Where did Agile Originate?
Beyond the world of software development and the technicalities involved with it, the agile methodology can be described as a methodology that came forth as a solution for project management.
The project management approach applies to projects in the software domain, as well as outside of it. As is common with all recent innovations, the agile methodology was also a result of frustration and inefficiency. The inefficiency in operations and the frustration that resulted from it led to the creation of the agile methodology as the guiding light of project management.
The use of agile in software development was initiated by developers who were well aware of the inaccuracies of the waterfall methodology and how it delayed operations. To developers back then, the waterfall methodology made no sense at all. The rigid approach of the waterfall methodology required developers to work from top to bottom, step-by-step.
Agile offered the much-needed flexibility that developers required, giving them an option to get the results they required.
Agile was first introduced to the world of software development around the turn of the century. The time proved the importance of the methodology and how it could improve outcomes.
Agile was introduced with two primary objectives in mind:
- To reduce the time it took software developers to develop solutions and cut down on extra delays.
- To register fast and accurate feedback from users to improve project outcomes.
The developers responsible for first introducing the agile methodology to software development then penned down a manifesto, which would mention guiding principles for software developments. These guiding principles eventually went on to be recognized as the Agile methodology;
- People over tools and processes.
- Customer satisfaction and collaboration over negotiation.
- Change responsiveness over strict plans.
- Operational software instead of documentation.
Case Studies of Agile Use Outside of Software Development
We have some positive news and some negative news. The positive news is we have some examples of the agile methodology being used in fields and industries outside that of software development. The negative news is that we can count these examples on our fingertips i.e., they’re far and wide.
The first example that comes to mind is Lonely Planet. Based in Melbourne, Lonely Planet used the agile methodology for their legal team.
The methodology was implemented after the organization saw how tech teams were using it to their benefit. The legal team implemented the agile method and benefited through stand-up meetings, prioritization, weekly plans and whiteboard task cards. The legal team benefited by even measuring the flow of work, estimating resources and gaining multiple perspectives.
Additionally, agile was used outside of software by GSM Association. Development organization had a team work on agile practices to pen down technicalities. The team was distributed through Europe, but the methodology saw rapid gains.

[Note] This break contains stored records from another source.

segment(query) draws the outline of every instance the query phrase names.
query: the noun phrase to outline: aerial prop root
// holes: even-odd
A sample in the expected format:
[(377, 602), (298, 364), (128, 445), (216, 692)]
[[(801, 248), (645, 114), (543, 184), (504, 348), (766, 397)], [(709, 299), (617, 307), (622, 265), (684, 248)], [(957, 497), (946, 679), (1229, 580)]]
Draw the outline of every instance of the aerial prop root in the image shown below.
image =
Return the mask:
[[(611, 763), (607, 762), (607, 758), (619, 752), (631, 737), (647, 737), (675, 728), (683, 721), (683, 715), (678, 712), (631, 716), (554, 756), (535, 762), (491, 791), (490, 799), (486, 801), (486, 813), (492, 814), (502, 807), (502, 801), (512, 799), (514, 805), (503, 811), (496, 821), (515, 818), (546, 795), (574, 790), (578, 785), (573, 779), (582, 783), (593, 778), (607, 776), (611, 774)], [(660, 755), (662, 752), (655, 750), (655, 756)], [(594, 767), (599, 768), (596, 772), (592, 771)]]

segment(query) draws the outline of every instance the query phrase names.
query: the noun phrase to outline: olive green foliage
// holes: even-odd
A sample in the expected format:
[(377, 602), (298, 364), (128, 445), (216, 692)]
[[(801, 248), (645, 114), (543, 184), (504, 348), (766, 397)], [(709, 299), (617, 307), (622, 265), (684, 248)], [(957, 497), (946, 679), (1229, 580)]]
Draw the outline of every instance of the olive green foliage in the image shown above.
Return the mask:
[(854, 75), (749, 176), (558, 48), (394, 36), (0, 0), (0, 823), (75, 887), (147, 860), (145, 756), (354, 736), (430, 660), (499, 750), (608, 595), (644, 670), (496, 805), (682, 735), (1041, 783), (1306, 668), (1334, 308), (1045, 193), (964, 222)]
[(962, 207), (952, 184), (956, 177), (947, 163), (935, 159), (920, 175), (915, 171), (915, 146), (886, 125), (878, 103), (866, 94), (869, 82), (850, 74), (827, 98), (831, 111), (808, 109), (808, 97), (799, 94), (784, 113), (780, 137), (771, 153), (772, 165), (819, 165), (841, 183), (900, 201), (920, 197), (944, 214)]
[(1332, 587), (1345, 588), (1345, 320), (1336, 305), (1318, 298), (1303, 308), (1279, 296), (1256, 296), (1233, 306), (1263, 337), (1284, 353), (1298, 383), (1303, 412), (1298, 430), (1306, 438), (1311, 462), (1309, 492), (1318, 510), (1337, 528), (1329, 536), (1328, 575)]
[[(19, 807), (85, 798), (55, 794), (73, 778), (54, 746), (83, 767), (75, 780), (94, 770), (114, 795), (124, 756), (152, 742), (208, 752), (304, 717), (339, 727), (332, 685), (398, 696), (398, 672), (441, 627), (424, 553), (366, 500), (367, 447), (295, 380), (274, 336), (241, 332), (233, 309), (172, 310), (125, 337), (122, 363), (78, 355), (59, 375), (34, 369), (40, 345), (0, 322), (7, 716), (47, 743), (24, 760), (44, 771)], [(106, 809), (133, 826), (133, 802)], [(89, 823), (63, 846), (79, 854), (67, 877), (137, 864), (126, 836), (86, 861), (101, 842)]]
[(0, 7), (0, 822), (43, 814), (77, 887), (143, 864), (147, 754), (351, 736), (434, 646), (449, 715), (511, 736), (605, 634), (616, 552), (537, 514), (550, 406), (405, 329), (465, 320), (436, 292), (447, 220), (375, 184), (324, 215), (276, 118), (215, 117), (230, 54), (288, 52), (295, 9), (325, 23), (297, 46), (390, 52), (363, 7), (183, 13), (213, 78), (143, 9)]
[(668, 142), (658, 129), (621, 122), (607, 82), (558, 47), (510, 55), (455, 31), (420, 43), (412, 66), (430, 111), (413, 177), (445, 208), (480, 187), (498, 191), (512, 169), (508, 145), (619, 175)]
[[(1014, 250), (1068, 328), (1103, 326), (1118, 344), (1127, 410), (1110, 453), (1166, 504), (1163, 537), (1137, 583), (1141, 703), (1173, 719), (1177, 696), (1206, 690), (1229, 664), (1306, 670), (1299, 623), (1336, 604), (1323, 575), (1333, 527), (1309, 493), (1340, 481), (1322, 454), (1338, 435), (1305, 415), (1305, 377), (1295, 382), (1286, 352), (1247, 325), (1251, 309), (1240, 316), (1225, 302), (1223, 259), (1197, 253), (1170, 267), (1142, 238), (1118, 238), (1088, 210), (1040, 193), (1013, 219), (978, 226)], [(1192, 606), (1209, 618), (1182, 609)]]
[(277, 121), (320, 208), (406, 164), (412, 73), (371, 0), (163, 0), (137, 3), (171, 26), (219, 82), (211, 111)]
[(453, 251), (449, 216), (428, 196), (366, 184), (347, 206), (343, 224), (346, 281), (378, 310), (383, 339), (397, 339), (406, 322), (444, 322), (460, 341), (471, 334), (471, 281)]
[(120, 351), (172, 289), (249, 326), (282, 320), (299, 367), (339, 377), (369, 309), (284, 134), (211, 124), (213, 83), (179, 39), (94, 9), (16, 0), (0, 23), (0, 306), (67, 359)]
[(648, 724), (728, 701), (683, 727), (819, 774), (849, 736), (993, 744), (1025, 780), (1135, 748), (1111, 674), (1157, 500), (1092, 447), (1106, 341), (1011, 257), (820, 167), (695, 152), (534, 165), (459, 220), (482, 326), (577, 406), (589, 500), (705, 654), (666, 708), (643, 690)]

Agile can be practiced by personnel from different industries as long as they focus on the key areas of concern within the methodology. The idea is to not rely on tools or methods but to believe in people. This involves talking to other members of the team, engaging with the client and sharing discrepancies and anomalies across the board. The shared experience and insight of a team member can be better at guiding you to results than the documented outcome of a tool.
Team members should go for efficient ways of documenting output. Instead of writing down thousands of pages of useless documents, try taking the process to a software and save on the paper and extra hassle.
Products shouldn’t be overly salesy. A salesperson should go towards facts and features of their product that their potential audience will understand. This can be better than reading out data from a sheet and making comprehension difficult.
The waterfall methodology cuts down on the importance of the end user. The entire purpose of using agile is to make sure that you understand the pain points of the end user. Understand what they have to say, where they stand and how beneficial your product is for them.
The agile methodology cannot just be blindly implemented in any industry. In fact, managers should understand the potential of the theory and use it for better results. We hope you understand the implementation of agile outside the software development field now and can use it for growth.